Le temps de se retourner.


Pierre, Paule, Jacques et le printemps suivant [concours]



Ce texte est une participation au concours n°32 : Le temps dans tous ses états
(informations sur ce concours).





J’eus vent de ces trois-là après bien des évènements, d’inutiles débats à chercher le pourquoi du comment.
Les hivers s’étaient empilés, fondant l’un dessus l’autre, radotant comme patenôtre en un bégaiement dérisoire.
Chacun de nous bon an mal an avait suivi sa route et le temps de se retourner les bleus flocons de la mémoire voltigeaient en disparaissant dans les ambiguïtés du doute.



Pierre avait aperçu Paule un matin de janvier dans les rues du quartier, qui marchait solitaire et les deux yeux vissés sur sa paire de pieds.
Elle ne se souciait pas de là d’où elle venait, elle ne regardait guère où elle se dirigeait.
Elle observait ses pieds, puis en se retournant la marque que ses pieds, comme une périphrase, imprimaient à la neige.
Elle observait la neige impeccable de blanc juste l’instant d’avant que son pas ne l’écrase, arrachant des arpèges aux cristaux entassés. Paule était instrument.
Geignant assidûment, telle une âme qui boite, la neige recevait la peine de son corps claudiquant de la droite puis se redressant à la bonne fortune du port.
Un port qui trahissait le pesant des saisons et des désillusions.
Pierre avait suivi Paule d’un élan machinal, et chemin se faisant il avait emprunté tout amicalement – écho d’un madrigal à la geste de Paule – l’hésitation légère, cette allure éphémère, et le fret de la vie juché sur ses épaules.
Comme un tout indivis, de concert ils marchaient en regardant la neige imbécile de blanc juste l’instant d’avant que leurs pas ne l’écrasent.
Pierre dans l’ombre de Paule et Paule, ombre du vent que le silence envase, silhouettes dansant la danse des années, fantômes folâtrant dans la brume du temps.
La première se retournant, de même faisait le second comme dans un rebond, dans une affinité gracieuse, une fraternité de l’âge et l’adhésion soucieuse à celle qui allait devant.
Ce devant sans visage, devant inexistant, devant évanoui dans le retournement, que ce retournement a soudain excusé, subitement transi.
Pierre avait adopté le langage des mains que Paule avait fouissant, retournant le destin, l’invisible demain de ses poches profondes.
Pierre avait épousé la marche vagabonde d’un hère survivant que Paule initiait d’un pas lent.
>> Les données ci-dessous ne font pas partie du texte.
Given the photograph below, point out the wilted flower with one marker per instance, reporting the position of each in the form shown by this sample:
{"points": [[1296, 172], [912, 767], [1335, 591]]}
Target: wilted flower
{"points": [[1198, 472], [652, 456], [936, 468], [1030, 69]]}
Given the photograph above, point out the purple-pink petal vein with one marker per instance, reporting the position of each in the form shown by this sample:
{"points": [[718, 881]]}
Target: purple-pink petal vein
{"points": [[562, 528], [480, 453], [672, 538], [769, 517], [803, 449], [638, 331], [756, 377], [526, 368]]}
Jacques les avait croisés au cœur de la bourrasque.
Dans un ballet de masques et d’un étrange ensemble, l’un aux basques de l’autre et réciproquement, chacun brinquebalé dans la même cadence, affligé de la même transe, l’amble se retournant, ce faisant s’ignorant l’un l’autre et réciproquement.
Leurs deux yeux vissés sur leurs pieds, ce faisant ignorant le monde, comme rejetés de la ronde et d’eux seuls étant les apôtres.
Jacques s’éloigna d’eux passé ce croisement.
Mais doucettement mû par jamais il ne sut quel dérangement de raison, quel retournement de situation, il fit une révolution, leur emboîta le pas, fendant le dur frimas, la figure ballant à de vains horizons.
Dernier dans la tourmente et la fuite du temps, démarche pantelante, il régla sa posture sur celle des précédents.
Un train de sarabande agitait le charroi, laissant poindre parfois un frisson d’aventure, un goût de contrebande.
La première se retournant, le second en faisait autant et le troisième, équidistant, rejouait la chorégraphie, des vents contraires faisant fi.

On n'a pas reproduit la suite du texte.